Constructing 2D passivation layer on perovskites based on 3-chlorobenzylamine enables efficient and stable perovskite solar cells

Abstract

The carbon-based hole transport layer-free (HTL-free) PSCs show promising potential for commercialization stemming from the economy and chemical inertia of carbon electrodes. While the huge energy barrier between the perovskite layer and carbon electrode results in severe energy loss and poor stability simultaneously. Herein, 2D perovskite as a passivation layer is successfully constructed with the help of 3-chlorobenzylamine (3Cl-BA), which is anchored on the surface of methylamine lead iodine (MAPbI3) perovskites by forming NH–I hydrogen, forming Cl–I bond and filling the halide vacancies, thereby suppressing the energy loss and protecting perovskites from moisture ingress. Detailed experimental characterizations prove that the 3Cl-BA passivation layer could optimize energy level and prolong the carrier lifetime of the perovskites. As a result, a gratifying power conversion efficiency (PCE) of 13.22 % is obtained for carbon-based HTM-free PSCs based on the 3Cl-BA treated MAPbI3 perovskite by optimizing the post-treatment conditions.

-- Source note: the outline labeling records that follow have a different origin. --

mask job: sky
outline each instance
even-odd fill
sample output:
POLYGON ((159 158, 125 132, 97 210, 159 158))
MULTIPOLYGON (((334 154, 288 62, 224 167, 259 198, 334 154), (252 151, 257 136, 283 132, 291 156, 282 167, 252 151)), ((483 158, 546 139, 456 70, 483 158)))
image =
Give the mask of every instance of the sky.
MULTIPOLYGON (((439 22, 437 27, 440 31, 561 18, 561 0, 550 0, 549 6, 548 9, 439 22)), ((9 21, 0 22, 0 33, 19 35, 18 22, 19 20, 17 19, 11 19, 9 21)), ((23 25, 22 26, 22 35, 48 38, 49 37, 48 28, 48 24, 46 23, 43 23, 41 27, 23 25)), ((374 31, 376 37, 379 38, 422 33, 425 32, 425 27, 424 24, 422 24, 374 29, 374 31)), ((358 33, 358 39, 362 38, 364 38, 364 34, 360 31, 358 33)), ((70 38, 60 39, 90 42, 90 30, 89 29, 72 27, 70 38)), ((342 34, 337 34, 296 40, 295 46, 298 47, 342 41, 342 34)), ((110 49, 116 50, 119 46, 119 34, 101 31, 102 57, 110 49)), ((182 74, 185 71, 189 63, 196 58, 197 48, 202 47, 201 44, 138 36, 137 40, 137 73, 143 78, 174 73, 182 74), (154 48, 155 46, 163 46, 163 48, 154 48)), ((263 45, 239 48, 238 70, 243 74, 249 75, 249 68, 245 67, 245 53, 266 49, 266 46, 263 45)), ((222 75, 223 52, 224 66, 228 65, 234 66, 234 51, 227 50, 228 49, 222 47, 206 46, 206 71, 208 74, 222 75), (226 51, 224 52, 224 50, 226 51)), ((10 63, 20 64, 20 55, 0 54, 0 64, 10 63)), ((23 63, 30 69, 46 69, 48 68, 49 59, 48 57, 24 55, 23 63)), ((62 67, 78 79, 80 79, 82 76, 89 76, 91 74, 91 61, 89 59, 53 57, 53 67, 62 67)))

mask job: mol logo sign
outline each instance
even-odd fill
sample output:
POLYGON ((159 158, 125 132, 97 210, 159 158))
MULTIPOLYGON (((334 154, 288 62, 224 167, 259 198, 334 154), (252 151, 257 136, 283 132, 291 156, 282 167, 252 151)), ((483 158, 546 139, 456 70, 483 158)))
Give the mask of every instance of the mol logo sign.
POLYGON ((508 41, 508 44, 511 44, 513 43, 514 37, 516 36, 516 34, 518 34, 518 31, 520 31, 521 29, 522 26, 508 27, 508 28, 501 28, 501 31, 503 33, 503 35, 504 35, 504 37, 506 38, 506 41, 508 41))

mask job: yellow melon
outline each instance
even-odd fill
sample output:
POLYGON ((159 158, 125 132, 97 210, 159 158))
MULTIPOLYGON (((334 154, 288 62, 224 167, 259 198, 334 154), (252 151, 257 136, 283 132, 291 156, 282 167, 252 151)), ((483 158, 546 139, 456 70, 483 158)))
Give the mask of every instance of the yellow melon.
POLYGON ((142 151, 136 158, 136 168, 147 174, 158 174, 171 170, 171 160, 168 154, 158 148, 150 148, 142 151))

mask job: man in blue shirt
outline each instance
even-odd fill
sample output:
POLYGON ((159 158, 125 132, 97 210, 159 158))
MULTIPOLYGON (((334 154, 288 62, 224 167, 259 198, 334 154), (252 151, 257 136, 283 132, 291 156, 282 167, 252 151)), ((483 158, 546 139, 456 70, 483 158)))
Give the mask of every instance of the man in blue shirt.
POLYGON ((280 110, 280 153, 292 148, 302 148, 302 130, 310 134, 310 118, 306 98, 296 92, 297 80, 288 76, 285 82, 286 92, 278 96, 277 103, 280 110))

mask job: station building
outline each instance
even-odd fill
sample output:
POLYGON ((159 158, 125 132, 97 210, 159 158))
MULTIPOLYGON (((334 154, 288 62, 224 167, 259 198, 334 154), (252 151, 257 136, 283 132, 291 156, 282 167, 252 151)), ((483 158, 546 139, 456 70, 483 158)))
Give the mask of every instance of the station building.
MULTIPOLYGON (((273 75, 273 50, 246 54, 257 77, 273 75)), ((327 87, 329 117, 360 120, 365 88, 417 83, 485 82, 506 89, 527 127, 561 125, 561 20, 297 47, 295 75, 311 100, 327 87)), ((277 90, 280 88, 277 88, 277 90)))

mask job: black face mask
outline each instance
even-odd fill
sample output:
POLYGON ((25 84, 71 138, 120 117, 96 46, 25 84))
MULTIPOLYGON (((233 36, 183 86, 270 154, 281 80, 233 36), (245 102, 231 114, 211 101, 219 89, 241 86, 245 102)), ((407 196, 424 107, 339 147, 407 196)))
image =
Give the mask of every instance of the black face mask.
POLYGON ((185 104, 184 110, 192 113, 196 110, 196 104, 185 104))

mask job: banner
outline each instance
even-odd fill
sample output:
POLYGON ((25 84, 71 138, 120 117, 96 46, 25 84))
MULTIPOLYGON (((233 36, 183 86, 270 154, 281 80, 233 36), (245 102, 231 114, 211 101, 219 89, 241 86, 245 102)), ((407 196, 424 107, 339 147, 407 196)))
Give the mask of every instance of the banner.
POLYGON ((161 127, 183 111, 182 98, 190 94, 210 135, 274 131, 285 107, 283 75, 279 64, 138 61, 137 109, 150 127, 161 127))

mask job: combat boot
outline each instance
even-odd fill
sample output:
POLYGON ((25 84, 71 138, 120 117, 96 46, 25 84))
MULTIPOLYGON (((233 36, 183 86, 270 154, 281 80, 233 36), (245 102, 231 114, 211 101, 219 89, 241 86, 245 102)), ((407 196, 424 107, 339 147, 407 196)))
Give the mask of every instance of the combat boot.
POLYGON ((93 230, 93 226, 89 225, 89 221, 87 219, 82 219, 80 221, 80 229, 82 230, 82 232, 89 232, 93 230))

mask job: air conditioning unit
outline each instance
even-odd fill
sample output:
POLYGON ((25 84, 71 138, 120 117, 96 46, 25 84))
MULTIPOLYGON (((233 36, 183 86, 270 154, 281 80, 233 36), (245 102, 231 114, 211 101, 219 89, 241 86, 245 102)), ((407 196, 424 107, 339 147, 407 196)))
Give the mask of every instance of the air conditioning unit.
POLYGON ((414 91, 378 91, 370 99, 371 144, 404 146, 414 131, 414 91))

What’s more, owing to the existence of the hydrophobic 2D structure, the unencapsulated PSC exhibits better long-term moisture stability. It remains at 95 % of the original PCE after aged under the environment of the nitrogen for 800 h. This post-treatment based on 3Cl-BA provides a bright road to preparing efficient and stable PSCs via forming 2D/3D perovskite structures.